Overwegingen
Procesbelang en verhouding tussen de besluiten van eiseres en [A]
1. Verweerder heeft ter zitting aangevoerd dat eiseres geen belang heeft bij de beoordeling van haar beroep. Haar asielrelaas is namelijk afhankelijk van het relaas van [A] . Verweerder heeft over dat asielrelaas een standpunt ingenomen in het besluit van 30 april 2021 van [A] . Nu hij geen beroep heeft ingesteld tegen dit besluit, staat het in dit besluit neergelegde standpunt van verweerder in rechte vast. Eiseres kan dat standpunt in de onderhavige procedure niet meer aanvechten. Dit betekent volgens verweerder dat zij door het instellen van beroep niet in een betere positie kan komen te verkeren.

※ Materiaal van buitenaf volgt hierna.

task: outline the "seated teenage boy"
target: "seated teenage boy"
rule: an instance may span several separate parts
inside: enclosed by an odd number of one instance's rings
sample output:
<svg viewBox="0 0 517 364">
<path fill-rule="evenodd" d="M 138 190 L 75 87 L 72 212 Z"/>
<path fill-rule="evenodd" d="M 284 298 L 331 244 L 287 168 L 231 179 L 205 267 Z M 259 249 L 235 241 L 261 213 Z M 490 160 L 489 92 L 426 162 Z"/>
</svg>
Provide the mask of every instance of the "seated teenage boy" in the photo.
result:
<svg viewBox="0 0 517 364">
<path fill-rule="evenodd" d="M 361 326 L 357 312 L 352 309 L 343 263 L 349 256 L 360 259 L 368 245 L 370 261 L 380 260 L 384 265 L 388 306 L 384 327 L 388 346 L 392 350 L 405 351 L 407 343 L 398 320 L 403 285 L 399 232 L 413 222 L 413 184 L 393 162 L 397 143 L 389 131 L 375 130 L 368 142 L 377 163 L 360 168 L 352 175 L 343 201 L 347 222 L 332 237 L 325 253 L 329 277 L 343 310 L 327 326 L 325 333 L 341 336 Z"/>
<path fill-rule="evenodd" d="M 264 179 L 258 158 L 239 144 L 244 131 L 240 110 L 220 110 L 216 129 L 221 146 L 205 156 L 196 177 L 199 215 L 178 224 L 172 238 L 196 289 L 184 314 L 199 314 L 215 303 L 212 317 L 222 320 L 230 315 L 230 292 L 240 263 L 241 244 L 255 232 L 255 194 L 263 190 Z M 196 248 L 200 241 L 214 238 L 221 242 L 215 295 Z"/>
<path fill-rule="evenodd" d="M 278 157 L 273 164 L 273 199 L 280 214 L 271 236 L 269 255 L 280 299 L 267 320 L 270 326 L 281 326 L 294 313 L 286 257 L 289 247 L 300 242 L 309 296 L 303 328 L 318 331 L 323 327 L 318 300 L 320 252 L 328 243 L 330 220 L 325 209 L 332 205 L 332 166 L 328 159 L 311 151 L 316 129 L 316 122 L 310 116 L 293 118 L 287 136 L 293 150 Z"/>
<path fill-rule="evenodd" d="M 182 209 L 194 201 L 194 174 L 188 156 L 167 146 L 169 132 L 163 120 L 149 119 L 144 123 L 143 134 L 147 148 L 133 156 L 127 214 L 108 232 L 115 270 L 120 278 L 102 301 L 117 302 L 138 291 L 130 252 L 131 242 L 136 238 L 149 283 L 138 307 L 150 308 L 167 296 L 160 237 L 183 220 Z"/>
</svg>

2. De rechtbank is van oordeel dat eiseres wel degelijk belang heeft bij de beoordeling van haar beroep. Zij wenst namelijk in aanmerking te komen voor een verblijfsvergunning asiel voor bepaalde tijd op grond van artikel 29, eerste lid, onder a of b, van de Vw. Eiseres komt door verlening van deze door haar gewenste verblijfsvergunning in een gunstiger positie, omdat dit verblijfsrecht niet afhankelijk is van dat van [A] . Daarmee is haar procesbelang gegeven.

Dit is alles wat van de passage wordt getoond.